When we resume this discussion I will examine what we can learn from Judge Brown’s ruling, and what her ruling suggests, if anything, for the myriad watch lists being created by government.

Posted in: Constitutional Law, Government

Tags: Legal

5 responses to “Grounding the No-Fly List: Part One of a Three-Part Series of Columns

  1. ingeborg oppenheimer says:

    gads, am i glad my parents gave me an atypical name! while this article is about constitutional law, the subject should more appropriately be called human rights law! with near-daily reports of terrorist acts and news about the islamist aim of converting the world to its version of islam, nobody in his right mind objects to keeping lists of people to watch out for. but for such list-keeping to be without a mechanism for those listed to challenge their listing is positively unamerican!

    • shanen says:

      If you read the column carefully, you would not feel so much confidence in your odd name. In fact, the real or potential terrorists might find it better to claim your “atypical” name to take advantage of your existing identity, especially if you do travel often. Since the bad guys are routinely treating aliases as disposable resources, it certainly wouldn’t matter to them if they destroyed your personal reputation, but the authorities who might be checking the suspicious names against the various secret lists could easily over-jump to the conclusion that there can’t be two people with such a name. Since you’ve never done anything problematic, the nasty guys could almost count on being waved through if they can poach a bit of your identity…

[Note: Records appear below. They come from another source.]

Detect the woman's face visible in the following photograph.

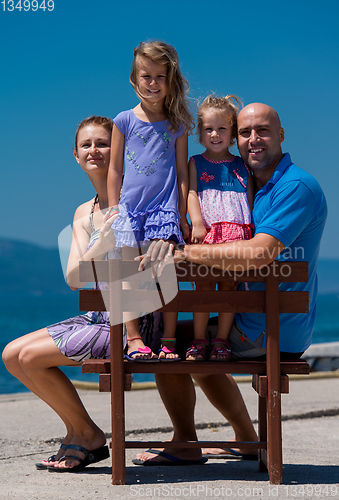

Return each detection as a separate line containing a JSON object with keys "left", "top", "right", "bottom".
{"left": 74, "top": 124, "right": 111, "bottom": 173}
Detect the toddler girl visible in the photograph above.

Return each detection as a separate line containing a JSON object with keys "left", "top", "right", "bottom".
{"left": 187, "top": 95, "right": 253, "bottom": 361}
{"left": 107, "top": 41, "right": 194, "bottom": 361}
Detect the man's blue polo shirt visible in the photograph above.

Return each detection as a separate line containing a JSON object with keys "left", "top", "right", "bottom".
{"left": 235, "top": 153, "right": 327, "bottom": 353}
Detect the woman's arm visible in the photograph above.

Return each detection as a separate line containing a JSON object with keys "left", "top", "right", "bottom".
{"left": 107, "top": 124, "right": 125, "bottom": 214}
{"left": 175, "top": 132, "right": 189, "bottom": 240}
{"left": 188, "top": 158, "right": 207, "bottom": 244}
{"left": 66, "top": 203, "right": 117, "bottom": 290}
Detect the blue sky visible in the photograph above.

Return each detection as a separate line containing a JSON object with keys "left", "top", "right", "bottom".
{"left": 1, "top": 0, "right": 338, "bottom": 258}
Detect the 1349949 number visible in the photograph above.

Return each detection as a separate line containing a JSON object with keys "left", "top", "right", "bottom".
{"left": 1, "top": 0, "right": 54, "bottom": 11}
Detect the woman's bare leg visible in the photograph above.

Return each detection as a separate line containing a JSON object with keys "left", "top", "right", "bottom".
{"left": 4, "top": 331, "right": 106, "bottom": 468}
{"left": 2, "top": 329, "right": 75, "bottom": 459}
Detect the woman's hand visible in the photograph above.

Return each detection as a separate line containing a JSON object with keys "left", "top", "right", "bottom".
{"left": 96, "top": 213, "right": 118, "bottom": 254}
{"left": 103, "top": 208, "right": 118, "bottom": 223}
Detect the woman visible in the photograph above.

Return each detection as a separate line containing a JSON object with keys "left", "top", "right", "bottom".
{"left": 2, "top": 116, "right": 161, "bottom": 472}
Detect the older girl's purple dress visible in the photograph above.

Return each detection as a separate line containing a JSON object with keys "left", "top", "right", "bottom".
{"left": 112, "top": 109, "right": 185, "bottom": 247}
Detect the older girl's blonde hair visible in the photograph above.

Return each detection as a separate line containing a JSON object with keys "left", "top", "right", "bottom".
{"left": 197, "top": 95, "right": 242, "bottom": 145}
{"left": 130, "top": 40, "right": 194, "bottom": 133}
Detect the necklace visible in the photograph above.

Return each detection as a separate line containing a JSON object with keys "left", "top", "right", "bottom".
{"left": 91, "top": 194, "right": 99, "bottom": 214}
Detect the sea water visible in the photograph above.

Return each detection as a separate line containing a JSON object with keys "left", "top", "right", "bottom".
{"left": 0, "top": 292, "right": 339, "bottom": 395}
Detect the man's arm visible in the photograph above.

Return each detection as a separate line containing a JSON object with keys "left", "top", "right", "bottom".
{"left": 183, "top": 233, "right": 285, "bottom": 271}
{"left": 136, "top": 233, "right": 284, "bottom": 273}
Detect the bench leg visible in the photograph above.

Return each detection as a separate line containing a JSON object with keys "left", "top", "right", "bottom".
{"left": 110, "top": 324, "right": 126, "bottom": 485}
{"left": 267, "top": 389, "right": 283, "bottom": 484}
{"left": 258, "top": 395, "right": 268, "bottom": 472}
{"left": 265, "top": 270, "right": 283, "bottom": 485}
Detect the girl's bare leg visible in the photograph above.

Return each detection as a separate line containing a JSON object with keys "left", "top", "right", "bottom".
{"left": 123, "top": 275, "right": 156, "bottom": 360}
{"left": 188, "top": 282, "right": 213, "bottom": 360}
{"left": 124, "top": 317, "right": 157, "bottom": 360}
{"left": 159, "top": 312, "right": 179, "bottom": 359}
{"left": 209, "top": 281, "right": 237, "bottom": 360}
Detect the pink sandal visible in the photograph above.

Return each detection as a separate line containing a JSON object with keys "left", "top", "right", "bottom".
{"left": 124, "top": 337, "right": 159, "bottom": 362}
{"left": 158, "top": 346, "right": 181, "bottom": 362}
{"left": 209, "top": 338, "right": 232, "bottom": 361}
{"left": 186, "top": 339, "right": 209, "bottom": 361}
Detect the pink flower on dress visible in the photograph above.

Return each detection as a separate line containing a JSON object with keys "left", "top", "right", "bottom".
{"left": 232, "top": 169, "right": 246, "bottom": 188}
{"left": 200, "top": 172, "right": 215, "bottom": 183}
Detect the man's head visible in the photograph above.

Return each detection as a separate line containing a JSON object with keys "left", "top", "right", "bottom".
{"left": 237, "top": 103, "right": 284, "bottom": 185}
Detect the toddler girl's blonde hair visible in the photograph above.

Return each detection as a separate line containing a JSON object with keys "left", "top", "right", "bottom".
{"left": 197, "top": 95, "right": 242, "bottom": 146}
{"left": 130, "top": 40, "right": 194, "bottom": 133}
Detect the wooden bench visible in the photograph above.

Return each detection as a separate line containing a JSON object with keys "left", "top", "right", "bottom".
{"left": 80, "top": 259, "right": 310, "bottom": 485}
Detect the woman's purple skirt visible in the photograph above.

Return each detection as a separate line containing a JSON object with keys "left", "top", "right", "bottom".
{"left": 48, "top": 311, "right": 163, "bottom": 362}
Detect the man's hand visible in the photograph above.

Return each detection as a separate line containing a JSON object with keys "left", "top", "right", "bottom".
{"left": 135, "top": 239, "right": 177, "bottom": 277}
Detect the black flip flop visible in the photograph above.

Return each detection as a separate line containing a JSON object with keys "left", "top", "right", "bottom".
{"left": 35, "top": 443, "right": 67, "bottom": 470}
{"left": 48, "top": 444, "right": 109, "bottom": 473}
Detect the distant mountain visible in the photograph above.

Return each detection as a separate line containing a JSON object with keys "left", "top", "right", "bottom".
{"left": 0, "top": 238, "right": 71, "bottom": 294}
{"left": 0, "top": 237, "right": 338, "bottom": 295}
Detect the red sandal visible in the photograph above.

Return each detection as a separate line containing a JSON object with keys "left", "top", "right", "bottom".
{"left": 185, "top": 339, "right": 209, "bottom": 361}
{"left": 209, "top": 338, "right": 232, "bottom": 361}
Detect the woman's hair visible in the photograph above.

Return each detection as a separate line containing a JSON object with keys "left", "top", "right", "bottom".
{"left": 197, "top": 95, "right": 242, "bottom": 145}
{"left": 130, "top": 40, "right": 194, "bottom": 133}
{"left": 74, "top": 116, "right": 113, "bottom": 152}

      • ingeborg oppenheimer says:

        interesting point, shanon! well, then, i’m glad my traveling days are over! :-)

  2. ZorroFLL says:

    Thanks John, We are all curious to know how this decision affects ‘non-citizen U.S. nationals’ and others who might have no legal nexus to the de-facto terrorist entitites of the U.S. corporation out of D.C. Under natural law one man can not impede the travel of another, without just cause.

  3. shanen says:

    I think it might be better to rename them “Thought crime lists”. If these people had actually performed some criminal act, then they could be arrested, but all we have is someone who thinks the listed person might be thinking about committing a crime. Insofar a restricting freedom of movement is a form of punishment, we are punishing them on someone’s thought that the person might have criminal potential. This is really sick and twisted and downright un-American–or do I deserve to be listed for having that sick thought?

    The One Percent Doctrine by Ron Suskind helps explain the minimalism in the inclusion criteria. Part of the big dick Cheney’s insane remorse or remorseful insanity? Or just the entry point for more dangerous thoughts about conspiracies against journalists? Was Ron Suskind’s child actually poisoned? Should I believe that Michael Hastings car electronic control system was hacked and converted into the weapon for his murder? Oh wait. Saying such things in public may be enough to get me listed, eh?

    There is a solution, but it sounds like a joke. Sorry, but I’m certain it is not the American legal system and especially not the Supreme Court (of political hypocrisy, which most recently denied normal citizens ANY personal buffer of protection in the name of Free Speech not long after ruling they deserve an enormous ‘judicial’ buffer around their own building). The solution would actually involve that silly old Bill of Rights. I should be allowed to exercise the rights to protect my personal information, and even to hold it under normal circumstances. As it ought to apply here, I want to know WHICH lists I’ve been included on, and why. As noted, expecting that kind of information now sounds like a joke. I can’t even find out what the EVIL google is holding against me (after several years of pursuing it).